The authors identified 114 individuals (74 women, 40 men) with obsessive-compulsive disorder, with a weighted 1-month prevalence of 1.1%. Most individuals (55%) in the obsessive-compulsive group had obsessions only. Comorbidity occurred in 62% of these individuals, which was significantly greater than the group with other neuroses (10%). Co-occurring neuroses were depressive episode (37%), generalized anxiety disorder (31%), agoraphobia or panic disorder (22%), social phobia (17%), and specific phobia (15%). Alcohol dependence was present in 20% of participants, mainly men, and drug dependence was present in 13%. Obsessive-compulsive disorder, compared with other neurotic disorders, was associated with more marked social and occupational impairment. One-quarter of obsessive-compulsive disorder participants had previously attempted suicide. Individuals with pure and comorbid obsessive-compulsive disorder did not differ according to most indices of impairment, including suicidal behavior, but pure individuals were significantly less likely to have sought help (14% versus 56%).
A rare yet severe mental disorder, obsessive-compulsive disorder is an atypical neurosis, of which the public health significance has been underestimated. Unmet need among individuals with pure obsessive-compulsive disorder is a cause for concern, requiring further investigation of barriers to care and interventions to encourage help-seeking.
在具有代表性的大型社区样本中,关于强迫症的信息较少。作者旨在确定英国私人家庭中成年人强迫症的患病率及其临床类型,并获得关于功能损害和求助情况的可推广估计值。
对2000年英国国家精神病发病率调查中的8580名个体的数据进行了适当测量分析。该研究比较了强迫症患者、其他神经症患者和非神经症对照组。国际疾病分类第十版(ICD - 10)诊断源自修订后的临床访谈表。

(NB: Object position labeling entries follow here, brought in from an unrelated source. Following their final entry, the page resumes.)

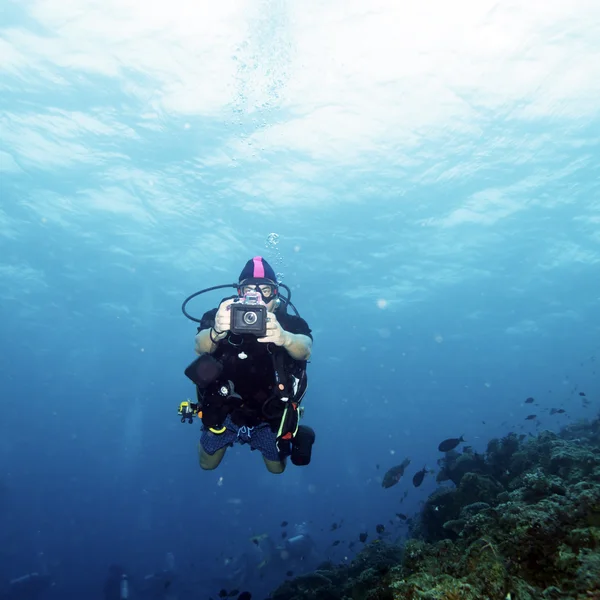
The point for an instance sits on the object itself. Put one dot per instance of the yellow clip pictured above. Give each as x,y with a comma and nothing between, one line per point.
217,430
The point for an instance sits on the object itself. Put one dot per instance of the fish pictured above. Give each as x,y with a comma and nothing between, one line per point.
419,476
393,475
450,444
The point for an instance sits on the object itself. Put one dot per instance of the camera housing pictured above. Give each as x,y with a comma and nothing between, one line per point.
249,316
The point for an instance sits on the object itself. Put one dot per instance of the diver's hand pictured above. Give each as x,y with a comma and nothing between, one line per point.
276,334
222,320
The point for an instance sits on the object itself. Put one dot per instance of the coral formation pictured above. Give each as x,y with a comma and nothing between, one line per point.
522,522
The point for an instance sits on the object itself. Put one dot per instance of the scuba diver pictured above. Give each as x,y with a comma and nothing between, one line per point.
116,584
160,585
251,374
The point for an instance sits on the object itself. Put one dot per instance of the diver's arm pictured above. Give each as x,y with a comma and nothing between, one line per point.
203,342
299,346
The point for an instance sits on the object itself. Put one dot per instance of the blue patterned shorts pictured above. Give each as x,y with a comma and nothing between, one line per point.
260,438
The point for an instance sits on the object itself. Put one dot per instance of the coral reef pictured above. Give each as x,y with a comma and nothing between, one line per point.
521,523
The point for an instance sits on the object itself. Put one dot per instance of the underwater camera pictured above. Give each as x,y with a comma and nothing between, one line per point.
249,315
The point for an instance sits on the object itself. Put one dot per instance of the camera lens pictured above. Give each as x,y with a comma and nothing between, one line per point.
250,317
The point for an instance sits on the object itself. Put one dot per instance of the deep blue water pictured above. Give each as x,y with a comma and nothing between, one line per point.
425,180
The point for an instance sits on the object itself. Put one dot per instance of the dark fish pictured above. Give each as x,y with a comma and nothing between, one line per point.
418,477
450,444
393,475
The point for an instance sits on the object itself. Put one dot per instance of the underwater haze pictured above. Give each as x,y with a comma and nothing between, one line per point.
423,176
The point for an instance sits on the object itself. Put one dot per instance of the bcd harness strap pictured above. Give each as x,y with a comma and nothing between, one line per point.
288,390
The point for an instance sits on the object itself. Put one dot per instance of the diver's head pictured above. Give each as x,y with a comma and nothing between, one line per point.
259,277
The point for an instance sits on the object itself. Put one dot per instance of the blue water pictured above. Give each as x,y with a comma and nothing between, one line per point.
424,179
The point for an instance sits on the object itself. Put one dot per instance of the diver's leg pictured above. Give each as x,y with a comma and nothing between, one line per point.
208,462
274,466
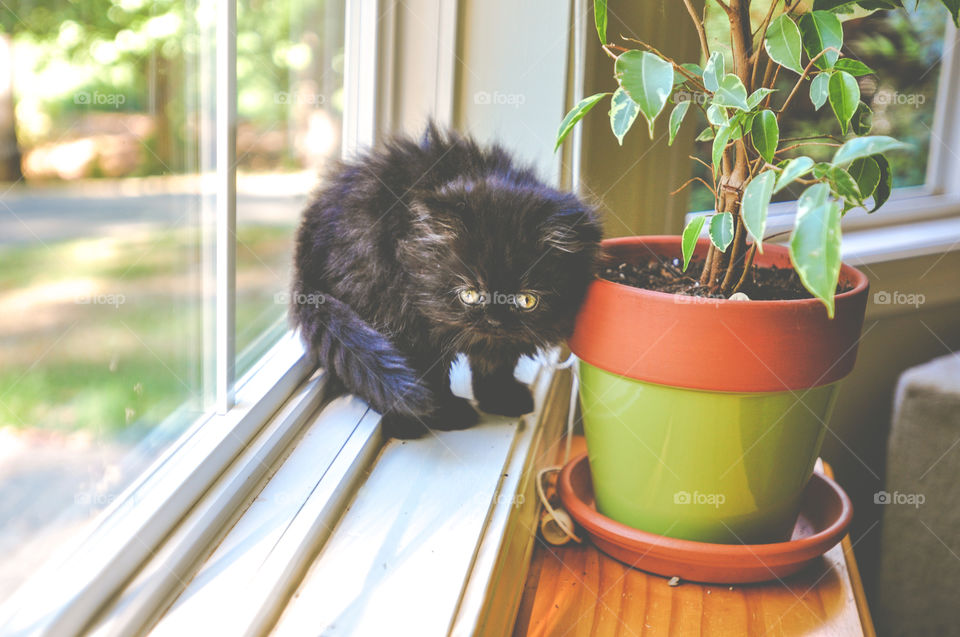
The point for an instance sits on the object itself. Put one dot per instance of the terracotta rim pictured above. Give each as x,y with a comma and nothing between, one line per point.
703,553
685,341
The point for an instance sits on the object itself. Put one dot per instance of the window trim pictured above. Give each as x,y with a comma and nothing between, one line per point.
938,198
68,591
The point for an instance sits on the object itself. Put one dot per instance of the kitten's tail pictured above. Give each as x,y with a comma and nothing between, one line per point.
365,362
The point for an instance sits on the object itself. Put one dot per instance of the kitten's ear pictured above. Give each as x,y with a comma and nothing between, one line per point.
573,227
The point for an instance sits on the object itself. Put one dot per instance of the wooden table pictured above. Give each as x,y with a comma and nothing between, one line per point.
577,591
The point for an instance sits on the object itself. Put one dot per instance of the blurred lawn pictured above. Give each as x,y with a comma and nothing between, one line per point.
68,364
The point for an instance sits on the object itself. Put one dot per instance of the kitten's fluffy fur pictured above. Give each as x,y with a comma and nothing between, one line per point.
389,244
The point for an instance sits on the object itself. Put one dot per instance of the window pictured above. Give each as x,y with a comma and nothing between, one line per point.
119,326
912,52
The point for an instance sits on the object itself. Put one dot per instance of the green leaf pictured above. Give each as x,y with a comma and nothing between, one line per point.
575,115
783,43
721,230
648,79
766,134
815,244
719,144
853,67
623,112
864,147
821,30
757,96
882,193
819,89
689,239
844,97
600,19
953,6
731,92
705,135
676,118
862,120
756,203
713,71
874,5
716,115
793,169
866,172
844,185
821,168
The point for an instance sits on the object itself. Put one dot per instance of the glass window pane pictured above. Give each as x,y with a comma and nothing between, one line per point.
100,258
290,104
904,48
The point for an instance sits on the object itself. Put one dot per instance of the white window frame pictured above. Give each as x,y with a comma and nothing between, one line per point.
918,220
65,595
122,576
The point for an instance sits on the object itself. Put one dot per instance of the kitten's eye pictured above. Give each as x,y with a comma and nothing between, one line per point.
527,301
470,296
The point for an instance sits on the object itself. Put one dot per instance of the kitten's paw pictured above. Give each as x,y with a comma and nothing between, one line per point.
455,413
506,397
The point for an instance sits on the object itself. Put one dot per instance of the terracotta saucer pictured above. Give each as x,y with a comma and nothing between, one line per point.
825,513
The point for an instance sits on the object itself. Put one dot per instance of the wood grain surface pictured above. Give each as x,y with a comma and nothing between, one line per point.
577,591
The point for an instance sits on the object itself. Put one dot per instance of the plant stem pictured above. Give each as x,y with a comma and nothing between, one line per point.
735,174
746,267
701,32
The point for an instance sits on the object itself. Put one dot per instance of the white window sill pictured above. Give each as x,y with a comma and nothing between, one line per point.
284,516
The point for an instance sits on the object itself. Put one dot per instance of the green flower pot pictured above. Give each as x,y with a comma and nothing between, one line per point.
704,418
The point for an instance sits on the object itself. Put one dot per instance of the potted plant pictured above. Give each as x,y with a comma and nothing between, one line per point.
709,366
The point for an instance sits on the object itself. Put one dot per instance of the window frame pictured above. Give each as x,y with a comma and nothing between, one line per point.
927,209
71,588
209,476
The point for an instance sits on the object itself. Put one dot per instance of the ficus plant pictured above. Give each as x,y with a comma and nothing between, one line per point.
750,162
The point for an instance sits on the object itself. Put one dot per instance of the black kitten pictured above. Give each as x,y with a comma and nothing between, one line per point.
414,253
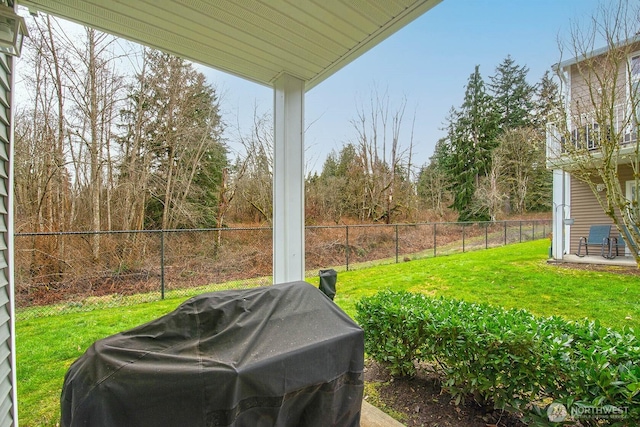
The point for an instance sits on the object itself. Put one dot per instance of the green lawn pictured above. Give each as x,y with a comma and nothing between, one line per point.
511,276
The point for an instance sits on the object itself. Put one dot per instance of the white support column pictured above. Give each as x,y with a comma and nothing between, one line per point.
561,211
288,180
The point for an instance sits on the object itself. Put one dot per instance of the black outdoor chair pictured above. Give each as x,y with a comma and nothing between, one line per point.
598,236
617,242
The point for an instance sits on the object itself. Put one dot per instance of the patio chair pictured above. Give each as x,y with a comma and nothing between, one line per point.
617,242
598,236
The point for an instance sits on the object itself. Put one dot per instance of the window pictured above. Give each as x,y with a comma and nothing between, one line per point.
634,94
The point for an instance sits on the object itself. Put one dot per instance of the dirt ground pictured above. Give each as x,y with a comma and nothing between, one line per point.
421,402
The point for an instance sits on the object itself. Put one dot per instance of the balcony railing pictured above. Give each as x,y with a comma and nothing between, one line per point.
587,134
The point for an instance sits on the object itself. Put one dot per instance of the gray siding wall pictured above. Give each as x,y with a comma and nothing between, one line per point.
7,357
585,208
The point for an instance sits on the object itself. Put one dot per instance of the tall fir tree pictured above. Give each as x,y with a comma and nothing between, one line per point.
548,104
514,97
472,133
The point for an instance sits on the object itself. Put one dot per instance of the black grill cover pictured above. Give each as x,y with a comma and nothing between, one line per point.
283,355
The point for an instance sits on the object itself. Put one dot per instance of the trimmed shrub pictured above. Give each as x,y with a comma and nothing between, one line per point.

作者识别出114名强迫症患者(74名女性,40名男性),加权1个月患病率为1.1%。强迫症组中的大多数个体(55%)仅有强迫观念。这些个体中有62%存在共病,这显著高于其他神经症组(10%)。同时出现的神经症包括抑郁发作(37%)、广泛性焦虑障碍(31%)、广场恐惧症或惊恐障碍(22%)、社交恐惧症(17%)和特定恐惧症(15%)。20%的参与者存在酒精依赖,主要是男性,13%存在药物依赖。与其他神经症相比,强迫症与更明显的社会和职业功能损害相关。四分之一的强迫症参与者曾尝试自杀。单纯型和共病型强迫症患者在包括自杀行为在内的大多数功能损害指标上并无差异,但单纯型患者寻求帮助的可能性显著更低(14%对56%)。
强迫症是一种罕见但严重的精神障碍,是一种非典型神经症,其公共卫生意义一直被低估。单纯型强迫症患者未满足的需求令人担忧,需要进一步调查护理障碍以及鼓励求助的干预措施。